When you see the need for the product itself, and you’re going to use it yourself, that’s just the best way to create a product, Geer added. The same thing happened with the rowing machine. It was born out of a need that you personally recognized, you will use it, you will train on it yourself, you are not doing something just to sell.

  • We were going to sell it because we want to share it, but this is an interesting thing about our products. They arise from our own passion and recognized need, added Braun.

From there, it was a mix of different prototypes and technologies that led Concept2 to their first iteration of the SkiErg, the SkiErg1, released to the public in 2009.

The engineering behind the Erg

A big step in taking the SkiErg1 from prototype to the public was rope technology.

  • I’m not sure it would have been feasible to do something like the SkiErg as it is now before, with strings that were available in the ’80s and ’90s, Braun explained.
  • In the 2000s, a new string material was availablee, and it allowed us to have a car that could last a long time. Customers would not replace cables every two months.
  • When we found out that, we realized the [SkiErg] it was something that could actually work, he added.

The first version of the SkiErg only allowed double-poling in Nordic skiing terms, which meant you had to pull both handles at the same time. The SkiErg2 allows single-poling, which means you can use both hands independently.

The SkiErg and CrossFit

It’s very rare that there’s a new type of fitness equipment coming to the cardio market, said David Hart, of Concept2. You can look at something like indoor bikes and air bikes and see how they’ve evolved over time, but it’s pretty rare to come up with a practically new category of equipment.

Still, Geer says adoption of the SkiErg has been similar to that of the rowing machine.

  • We invented them for rowers to train with, and next thing we knew, it was just spreading. It was great exercise, it was full body, and it had this amazing tracking system.
  • For CrossFit in particular, He continued, Do you really want to accurately measure and track your work and reps and how many calories. [The SkiErg] it was a fix for that, just like the rowing machine was.

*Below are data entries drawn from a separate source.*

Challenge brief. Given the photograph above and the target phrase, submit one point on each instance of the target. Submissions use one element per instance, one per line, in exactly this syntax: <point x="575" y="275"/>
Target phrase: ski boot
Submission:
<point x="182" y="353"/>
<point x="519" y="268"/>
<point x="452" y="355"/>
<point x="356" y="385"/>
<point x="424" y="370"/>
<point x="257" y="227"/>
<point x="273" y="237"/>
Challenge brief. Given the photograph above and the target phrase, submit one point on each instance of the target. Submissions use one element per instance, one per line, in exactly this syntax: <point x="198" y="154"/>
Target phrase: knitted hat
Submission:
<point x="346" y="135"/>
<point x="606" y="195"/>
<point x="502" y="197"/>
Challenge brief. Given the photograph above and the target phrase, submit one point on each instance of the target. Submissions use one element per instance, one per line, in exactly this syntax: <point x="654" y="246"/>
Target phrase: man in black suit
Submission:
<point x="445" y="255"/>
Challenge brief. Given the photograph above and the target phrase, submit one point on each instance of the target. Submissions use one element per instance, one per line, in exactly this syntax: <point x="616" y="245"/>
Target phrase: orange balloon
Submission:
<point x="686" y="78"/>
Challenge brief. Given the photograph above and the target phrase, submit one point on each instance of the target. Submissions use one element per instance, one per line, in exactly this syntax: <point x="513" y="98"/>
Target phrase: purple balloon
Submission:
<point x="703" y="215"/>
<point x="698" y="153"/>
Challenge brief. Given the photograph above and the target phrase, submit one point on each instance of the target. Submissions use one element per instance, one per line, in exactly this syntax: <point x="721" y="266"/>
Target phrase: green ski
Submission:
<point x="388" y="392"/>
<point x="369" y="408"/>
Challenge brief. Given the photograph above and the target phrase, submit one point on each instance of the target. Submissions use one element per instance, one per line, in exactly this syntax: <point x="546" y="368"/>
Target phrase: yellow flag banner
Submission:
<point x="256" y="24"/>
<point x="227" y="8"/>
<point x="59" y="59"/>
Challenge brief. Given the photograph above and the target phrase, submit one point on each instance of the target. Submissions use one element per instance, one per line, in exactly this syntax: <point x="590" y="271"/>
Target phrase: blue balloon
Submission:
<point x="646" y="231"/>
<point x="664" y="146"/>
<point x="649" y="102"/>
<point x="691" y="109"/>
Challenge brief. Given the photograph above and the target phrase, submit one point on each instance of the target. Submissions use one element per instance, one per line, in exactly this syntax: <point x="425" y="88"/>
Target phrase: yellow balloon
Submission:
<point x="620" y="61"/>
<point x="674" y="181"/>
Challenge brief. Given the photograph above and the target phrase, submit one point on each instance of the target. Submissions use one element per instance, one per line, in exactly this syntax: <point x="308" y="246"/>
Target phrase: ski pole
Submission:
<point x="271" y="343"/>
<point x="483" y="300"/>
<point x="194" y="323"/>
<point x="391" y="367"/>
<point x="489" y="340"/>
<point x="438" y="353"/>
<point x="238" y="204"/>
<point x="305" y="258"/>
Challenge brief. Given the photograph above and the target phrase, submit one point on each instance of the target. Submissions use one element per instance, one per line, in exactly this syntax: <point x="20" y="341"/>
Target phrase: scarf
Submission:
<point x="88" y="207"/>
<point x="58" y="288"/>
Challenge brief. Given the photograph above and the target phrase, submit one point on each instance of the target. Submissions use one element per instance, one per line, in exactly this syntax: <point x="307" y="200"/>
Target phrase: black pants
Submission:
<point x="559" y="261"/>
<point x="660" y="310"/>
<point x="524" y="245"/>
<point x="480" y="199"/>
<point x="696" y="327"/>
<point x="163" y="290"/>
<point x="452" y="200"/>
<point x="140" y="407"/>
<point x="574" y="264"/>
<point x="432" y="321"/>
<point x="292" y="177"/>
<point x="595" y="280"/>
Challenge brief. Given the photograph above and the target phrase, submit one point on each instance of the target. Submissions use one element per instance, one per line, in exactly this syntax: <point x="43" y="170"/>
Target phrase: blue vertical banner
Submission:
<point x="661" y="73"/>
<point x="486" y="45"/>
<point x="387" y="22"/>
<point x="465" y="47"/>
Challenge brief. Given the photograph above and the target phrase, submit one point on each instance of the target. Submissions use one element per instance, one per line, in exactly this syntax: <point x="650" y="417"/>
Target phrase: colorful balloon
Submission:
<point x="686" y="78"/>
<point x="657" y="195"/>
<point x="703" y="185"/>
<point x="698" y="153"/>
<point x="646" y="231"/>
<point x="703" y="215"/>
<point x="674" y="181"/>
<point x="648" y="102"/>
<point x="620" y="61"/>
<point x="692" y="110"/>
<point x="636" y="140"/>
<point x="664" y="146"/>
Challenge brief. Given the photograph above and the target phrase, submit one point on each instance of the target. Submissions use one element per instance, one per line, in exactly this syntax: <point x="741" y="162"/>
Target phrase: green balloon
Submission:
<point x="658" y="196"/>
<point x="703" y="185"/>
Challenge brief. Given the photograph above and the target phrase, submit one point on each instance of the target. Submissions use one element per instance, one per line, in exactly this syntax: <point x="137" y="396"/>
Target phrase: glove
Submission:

Another reason many gyms like it, Hart said, [is that] you can put it flat against the wall, it takes up little space. As a Concept2 machine, he added, it’s pretty indestructible, another boon for gym owners.

  • The SkiErg is also one of the few cardio pieces of equipment requiring little adaptation for athletes of all abilities. Athletes can use the single arm machine, focus it on the upper body to accommodate any lower body issues, use it in a wheelchair, and modify the resistance according to their ability.
  • Like Matteo Fraser, the five-time Fittest Man on Earth said: I am so grateful to have a SkiErg right now as I recover from ACL surgery. I’m still able to do a great workout, even if I can’t stand up during the workout.

What is the future of Concept2?

We’re always working on stuff, Braun said. We’ve taken time during the pandemic to step back and work on refining products, and now we’re back to actively working and looking into new products we might want to develop.

Even though they’re working on a new product, Hart points out that it’s not sales that drive the Concept2 team, it’s what makes sense for the market and their team.

  • “We try to incorporate improvements into our products all the time rather than inventing a new model that people feel they have to buy every few years, Braun said.

It’s not to make money Jameson Halnon, who runs events and social media for the team, agrees. It’s how we solve this problem.